An Irish recruitment firm claims that Ireland's income tax rate is stopping companies from moving here after Brexit.
Executive search firm Ardlinn, part of the Cpl Resources Group, said Ireland's high rate of income tax is the biggest impediment to international businesses and top-level talent from relocating here.
The Irish recruitment company, which is working with clients in the UK and around the world, said single earners in Ireland face among the highest marginal tax rates in the EU and "a very high marginal tax rate is reached at a relatively low salary".
They also said that, while marginal tax rates for couples at the average wage are below the EU21-OECD average, they sharply increase with income.
Ardlinn Chief Executive, Áine Brolly, is calling on the Government to use Brexit as an opportunity to cut taxes in the upcoming Budget.

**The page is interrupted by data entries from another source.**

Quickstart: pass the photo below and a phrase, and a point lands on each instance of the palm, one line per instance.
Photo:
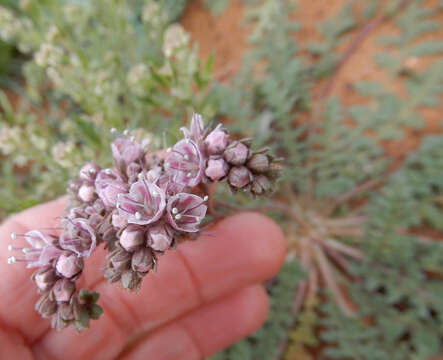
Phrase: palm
(205, 296)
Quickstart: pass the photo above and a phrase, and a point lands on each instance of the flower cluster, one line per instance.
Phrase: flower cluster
(139, 209)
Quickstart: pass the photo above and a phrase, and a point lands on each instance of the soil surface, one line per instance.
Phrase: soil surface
(226, 35)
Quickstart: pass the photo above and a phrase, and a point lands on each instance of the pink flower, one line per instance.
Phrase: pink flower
(86, 193)
(63, 290)
(108, 185)
(185, 163)
(216, 141)
(185, 212)
(125, 152)
(160, 237)
(216, 169)
(69, 265)
(89, 172)
(144, 204)
(42, 250)
(132, 237)
(78, 237)
(239, 177)
(236, 153)
(197, 129)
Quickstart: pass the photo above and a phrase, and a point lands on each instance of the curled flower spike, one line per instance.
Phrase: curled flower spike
(186, 211)
(143, 205)
(139, 209)
(185, 163)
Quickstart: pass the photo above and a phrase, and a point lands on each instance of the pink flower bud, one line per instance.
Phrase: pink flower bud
(86, 193)
(89, 172)
(260, 185)
(216, 141)
(236, 153)
(131, 238)
(142, 260)
(63, 290)
(45, 278)
(216, 169)
(69, 265)
(258, 163)
(160, 237)
(118, 221)
(239, 177)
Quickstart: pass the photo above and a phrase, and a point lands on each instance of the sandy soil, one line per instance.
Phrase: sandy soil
(227, 36)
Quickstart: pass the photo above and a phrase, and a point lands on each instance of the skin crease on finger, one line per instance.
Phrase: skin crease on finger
(250, 246)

She said: "As the Brexit fall out continues businesses we are working with are still conducting research on how Dublin compares with Frankfurt, Luxembourg and Paris.
"A reduction in the top rate of tax would position the city very positively in boardrooms in the UK and internationally.
"The language, career opportunities, education and the standard of living is attractive but our tax rates are a real stumbling block."
Ireland’s top marginal tax rate of 55% is considerably higher than other EU countries with Germany’s rate 10% lower.